Definitely no loans.

Very good questions thanks!

Glad I could help.

I just noticed an error in my last suggestion. It should have read:
“Any attempt to cheat this system or steal money or credits will result in the forfeiture of
all credits and/or money that was earned by cashing in credits.”

I’ll be changing almost all “dads” to “mom and dad.”
Suggest you make this “mom or dad”. Otherwise both of you would have
to be present when tasks are assigned.

Another idea just occurred to me that might resolve the text / moving image issue. For example,
the child could redeem one credit for 30 minutes of time for moving images or 60 minutes of time for
text websites. Homework assignments will be exempt from this rule.
(Perhaps I missed something in the document, but I don’t see what the exchange rate is for credits
being converted to screen time.)

One more question:
What would happen to old credits when the child reaches his/her 8th birthday? It seems to me
child would probably hold on to his/her credits in the months leading up to his/her birthday knowing
that they would soon double in value.
Hope this all works out well for the Frylock family.

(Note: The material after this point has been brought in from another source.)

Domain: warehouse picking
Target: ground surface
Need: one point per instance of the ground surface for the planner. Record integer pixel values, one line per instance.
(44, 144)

That looks to me like a feature, not a bug. Delayed gratification is one of the most important lessons a kid can be taught.

When I read this I get the impression that the children can sell their chores to each other for money. Am I correct in thinking a child who doesn’t want to do chores can simply pay a sibling to do them? And what if sibling A pays sibling B to do a task, and B doesn’t complete the task. Who gets fined? What if younger sibling B doesn’t do as good a job on the task as you’d expect from older sibling A?

And if a child doesn’t use their allotted Screen Time, the time goes back into the communal bank? Shouldn’t it go into the child’s personal account?

Why not? They’re the only ones who intuitively know how to program the touchpad on the microwave.

Good point, we’ll have to formalize that. Buying someone’s chore assignment will mean it’s now assigned to you for that day, and you’ll be fined if you don’t complete it.

This is part of why the exchange is only available to the older kids. But in the large scale, I am not worried about this–it will only count as “done” when I say it’s done.

No, because screen time is given in exchange for paying the “tax”. So it’s basically that you have a choice. You have to spend a credit a day either on screen time or on the communal savings project.

I already know which kids will contribute and which will not, and I’m okay with all of this.

I thought it was probably going to be some sort of a prostitution fantasy between a married couple.

Are you at risk here of creating whiny children who expect to be micro-rewarded for each little thing they do, instead of recognising their obligation to do things for the collective good as part of their free contribution to basic household maintenance? I recall hearing apparently knowledgable types on the radio say that bargaining for screen time is not a good idea.

Is there a risk here of creating whiny children who expect to be micro-rewarded for every little thing, instead of understanding that chores are their voluntary contribution to basic household maintenance?

I recall hearing from apparently knowledgable people on the radio that we shouldn’t be bargaining screen time.

And here it is.

Sorry about the almost-double post. Original seemed to disappear, then reappeared mysteriously.